Quindi, aprendosi a strati che non fanno parte della classe operaia in senso stretto, come seppe valutare Lenin negli anni '1920, è una necessità imperativa, ma ciò non equivale in alcun modo ad aprirsi al grande capitale che ha riempito il culo al e con il (neo)fascismo. Il settore oggetto di una politica di egemonia è il settore della classe media − soprattutto i suoi gruppi più popolari, poco identificati con Alckmin, ma comunque oggetto degli assalti ideologici del (neo)fascismo.
Cercare di convincerci del contrario in nome di Lenin non è altro che una maldestra operazione intellettuale. E, peggio ancora, incline al compromesso con idee molto conservatrici. O, come diceva Lenin nella sua critica alle illusioni di Plekhanov con la via prussiana − riprendendo in realtà le parole di Heine citate da Marx −, un'operazione capace di seminare “draghi”, ma certamente destinata a raccogliere “pulci”.
Forse non tutto è perduto. Le cose si decideranno tra febbraio e marzo e non senza consultare le basi del Pt, come ha detto lo stesso Lula. Forse allora i “leninisti dimenticati da Lenin” potranno “riconoscere l'errore”, “scuotersi la polvere” e “voltarsi indietro”, per riposizionarsi finalmente accanto ai settori radicalmente democratici della vita nazionale.
* Marcos Aurelio da Silva Professore presso il Dipartimento di Geoscienze dell'Università Federale di Santa Catarina (UFSC).
note:
, Lenin, VI Prefazione alla seconda edizione di Lo sviluppo del capitalismo in Russia. Processo di formazione del mercato interno per la grande industria. Traduzione José Paulo Netto; recensione di Paolo Bezerra. San Paolo: Abri Cultural, 1982, pp. 9 e segg.

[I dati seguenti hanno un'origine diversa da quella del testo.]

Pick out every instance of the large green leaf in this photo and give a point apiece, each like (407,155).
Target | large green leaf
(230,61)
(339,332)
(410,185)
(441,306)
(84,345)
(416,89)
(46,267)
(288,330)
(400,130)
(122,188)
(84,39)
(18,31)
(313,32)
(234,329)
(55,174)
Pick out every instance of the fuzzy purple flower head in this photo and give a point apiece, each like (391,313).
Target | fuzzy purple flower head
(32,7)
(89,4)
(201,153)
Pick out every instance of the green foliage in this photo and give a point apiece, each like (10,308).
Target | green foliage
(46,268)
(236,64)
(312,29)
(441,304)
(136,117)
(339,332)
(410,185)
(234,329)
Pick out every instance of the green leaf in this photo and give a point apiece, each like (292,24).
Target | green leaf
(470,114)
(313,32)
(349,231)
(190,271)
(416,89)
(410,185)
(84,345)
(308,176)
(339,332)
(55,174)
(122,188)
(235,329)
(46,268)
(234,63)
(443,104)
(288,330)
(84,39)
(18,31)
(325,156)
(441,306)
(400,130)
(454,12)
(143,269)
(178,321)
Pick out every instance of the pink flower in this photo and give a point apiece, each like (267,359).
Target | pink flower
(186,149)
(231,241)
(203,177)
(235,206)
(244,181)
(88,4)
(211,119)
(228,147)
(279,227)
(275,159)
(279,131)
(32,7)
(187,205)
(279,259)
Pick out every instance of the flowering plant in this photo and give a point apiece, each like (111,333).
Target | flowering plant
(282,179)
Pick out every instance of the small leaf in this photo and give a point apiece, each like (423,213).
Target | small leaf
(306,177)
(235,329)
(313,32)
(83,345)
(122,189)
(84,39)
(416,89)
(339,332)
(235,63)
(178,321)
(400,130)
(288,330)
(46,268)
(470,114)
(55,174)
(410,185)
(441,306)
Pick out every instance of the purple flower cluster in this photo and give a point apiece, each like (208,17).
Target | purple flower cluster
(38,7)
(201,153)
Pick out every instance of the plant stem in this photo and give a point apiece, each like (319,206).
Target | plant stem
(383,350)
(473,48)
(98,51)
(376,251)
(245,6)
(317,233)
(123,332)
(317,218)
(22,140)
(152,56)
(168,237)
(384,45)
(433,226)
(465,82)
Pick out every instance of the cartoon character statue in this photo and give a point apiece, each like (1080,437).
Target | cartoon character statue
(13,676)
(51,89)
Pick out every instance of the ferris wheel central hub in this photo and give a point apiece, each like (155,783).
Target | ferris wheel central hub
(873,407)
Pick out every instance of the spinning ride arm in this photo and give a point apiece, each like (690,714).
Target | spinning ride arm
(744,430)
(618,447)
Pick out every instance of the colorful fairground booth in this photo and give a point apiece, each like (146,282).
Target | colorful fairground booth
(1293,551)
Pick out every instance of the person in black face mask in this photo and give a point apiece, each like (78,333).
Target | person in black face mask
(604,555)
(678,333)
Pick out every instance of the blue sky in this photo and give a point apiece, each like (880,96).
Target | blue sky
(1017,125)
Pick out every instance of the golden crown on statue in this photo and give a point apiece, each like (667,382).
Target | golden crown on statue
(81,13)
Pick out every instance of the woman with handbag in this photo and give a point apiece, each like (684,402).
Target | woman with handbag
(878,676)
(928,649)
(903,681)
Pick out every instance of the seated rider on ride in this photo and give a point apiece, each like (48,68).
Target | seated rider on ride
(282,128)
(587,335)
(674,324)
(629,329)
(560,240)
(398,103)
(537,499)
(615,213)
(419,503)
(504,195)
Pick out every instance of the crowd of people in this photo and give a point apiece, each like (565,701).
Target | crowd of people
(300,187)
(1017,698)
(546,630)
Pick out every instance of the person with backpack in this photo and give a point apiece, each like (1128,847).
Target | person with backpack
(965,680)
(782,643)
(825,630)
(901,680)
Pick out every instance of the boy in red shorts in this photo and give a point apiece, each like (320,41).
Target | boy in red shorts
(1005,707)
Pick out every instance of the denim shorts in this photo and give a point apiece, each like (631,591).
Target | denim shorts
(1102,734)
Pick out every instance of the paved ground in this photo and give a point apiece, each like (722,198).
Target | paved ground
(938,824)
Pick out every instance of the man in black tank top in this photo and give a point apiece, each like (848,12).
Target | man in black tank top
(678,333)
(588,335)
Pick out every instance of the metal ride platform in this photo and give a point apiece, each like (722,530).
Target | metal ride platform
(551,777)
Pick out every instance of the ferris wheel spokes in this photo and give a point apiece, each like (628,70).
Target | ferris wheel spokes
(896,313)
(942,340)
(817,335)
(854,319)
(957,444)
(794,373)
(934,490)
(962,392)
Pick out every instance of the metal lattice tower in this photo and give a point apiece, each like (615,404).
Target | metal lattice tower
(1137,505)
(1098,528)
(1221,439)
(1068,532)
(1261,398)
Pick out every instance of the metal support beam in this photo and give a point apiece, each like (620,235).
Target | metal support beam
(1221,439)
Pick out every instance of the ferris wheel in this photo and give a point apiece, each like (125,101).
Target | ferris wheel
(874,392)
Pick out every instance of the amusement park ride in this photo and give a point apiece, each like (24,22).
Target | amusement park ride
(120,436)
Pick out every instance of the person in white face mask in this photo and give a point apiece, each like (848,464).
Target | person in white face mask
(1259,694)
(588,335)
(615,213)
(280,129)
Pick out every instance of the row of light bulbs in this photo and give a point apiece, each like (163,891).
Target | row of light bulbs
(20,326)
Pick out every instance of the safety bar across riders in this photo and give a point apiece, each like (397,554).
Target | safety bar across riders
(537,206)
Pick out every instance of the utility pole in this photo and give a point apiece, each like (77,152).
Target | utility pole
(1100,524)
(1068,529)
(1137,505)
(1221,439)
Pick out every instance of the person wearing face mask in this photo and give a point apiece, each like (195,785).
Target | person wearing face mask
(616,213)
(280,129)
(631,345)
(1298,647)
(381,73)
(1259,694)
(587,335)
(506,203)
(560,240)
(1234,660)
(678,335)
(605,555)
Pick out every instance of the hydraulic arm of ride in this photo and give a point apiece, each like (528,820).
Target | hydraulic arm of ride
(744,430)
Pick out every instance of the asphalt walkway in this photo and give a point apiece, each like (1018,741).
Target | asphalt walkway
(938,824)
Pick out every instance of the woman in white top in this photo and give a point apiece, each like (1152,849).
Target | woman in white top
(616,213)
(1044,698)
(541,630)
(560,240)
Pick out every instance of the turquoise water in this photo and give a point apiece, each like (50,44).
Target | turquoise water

, Lenin, VI Dell'infantilismo di sinistra e dello spirito piccolo-borghese. Opere selezionate, vol. 2. Mosca: Edizioni Progresso; Lisboa: Edições Avante!, p. 602.
, Lenin, VI VII Congresso Straordinario del PCR (b). Opere selezionate, vol, 2. Mosca: Progress Editions; Lisboa: Edições Avante!, p. 501.
, Azzara, GS Comunisti, fasciti e questione nazionale. Germania 1923: fronte rossobruno o guerra di egemonia? Milano: Mimesis, 2018, pp. 28 e segg.